Bone infection primarily localized to the medullary cavity is a systemic disease with organ manifestations. Also known as hematogenous osteomyelitis, this condition is distinguished from secondary osteomyelitis in which local local bone inflammation develops as a result of trauma or surgery. While children are more likely to develop the acute form of osteomyelitis without a definite portal of entry for infection (most likely nasopharyngeal), chronic osteomyelitis is more common in elderly patients. The diagnosis is generally based on multimodal tests that may include conventional radiographs, ultrasonography, CT and, increasingly, MRI. Nuclear medicine imaging is most commonly used for evaluating acute cases. Data on the performance of nuclear medicine techniques are limited by the frequent failure in the literature to distinguish between chronic and acute osteomyelitis. In studies on FDG PET, however, reported sensitivities and specificities do not show significant differences between the acute and chronic forms.

Acute osteomyelitis. The radiographic changes of acute osteomyelitis often take time to develop, and initial X-ray films may be negative. MRI, labeled WBCs, or FDG PET can generally detect acute osteomyelitis at an early stage (Gold et al. 1991; Mahnken et al. 2000). The sensitivity of FDG PET for this application is as high as 100% (Sugawara et al. 1998). FDG PET can be particularly useful in cases where postoperative changes (especially metal implants) hamper the detection of inflammatory changes by CT or MRI (Bessette et al. 1993).

Fig. 3.1 a-e Sternal osteomyelitis and soft-tissue abscesses in a 71-year-old man 2 years after aortocoronary venous bypass. A small fistula remained following surgical repair of an inflammatory soft-tissue defect in the lower part of the sternum. Due to the protracted but marked physical deterioration of the patient, a complete sternectomy was proposed. The preoperative workup included PET-CT to evaluate lesion extent. PET MIP (a frontal) and PET-CT MIP (b frontal, c lateral) show florid inflammatory foci anterior (dotted white arrows) and posterior to the sternum (dotted black arrows). The foci are also visible in axial scans (d PET-CT with bone-window CT, e PET-CT with soft-tissue window CT), but the sternum itself shows only very limited involvement (d, arrow-head). As a result, the sternum was simply explored and inflammatory tissue was removed by local excision. The soft-tissue abscesses were also confirmed intraoperatively and evacuated. Operative treatment was followed by marked clinical improvement.

FDG PET is reported to have a high sensitivity (100%), superior to that of bone scintigraphy, and a relatively high specificity of 92%. Another advantage of FDG PET is its ability to distinguish between primary bone inflammation and perifocal soft-tissue infection (Guhlmann et al. 1998a, 1998b; Kälicke et al. 2000). Initial reports show that a decline of inflammatory activity in response to antibiotic therapy correlates well with a decrease in FDG uptake. Case numbers and follow-ups are still too small, however, to make a definitive assessment of the clinical importance of FDG PET for evaluating the response of chronic osteomyelitis to therapy (Schmitz et al. 2000; Kälicke et al. 2000).
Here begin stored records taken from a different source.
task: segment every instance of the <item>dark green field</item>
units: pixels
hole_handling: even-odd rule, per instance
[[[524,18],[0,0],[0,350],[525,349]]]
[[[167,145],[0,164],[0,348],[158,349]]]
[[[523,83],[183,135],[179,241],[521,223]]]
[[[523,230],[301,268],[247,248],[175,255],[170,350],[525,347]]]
Infection of a prosthetic joint is a special form of chronic osteomyelitis. Because the bacterial flora on the surface of the prosthesis are not accessible to effective antibiotic therapy, an urgent indication exists for explantation of the prosthesis. Conventional limb radiographs can detect zones of periprosthetic resorption and gas inclusions. Sectional imaging modalities, particularly CT, can further advance the diagnosis. Today, the limitations formerly imposed by metal-induced beam-hardening artifacts have been largely eliminated by special postprocessing algorithms.

Metal artifacts have very little impact on nuclear medicine imaging. Metal implants absorb only a negligible portion of the emissions and cause an insignificant amount of scatter. FDG PET images should, however, be reconstructed without attenuation correction to avoid correction artifacts.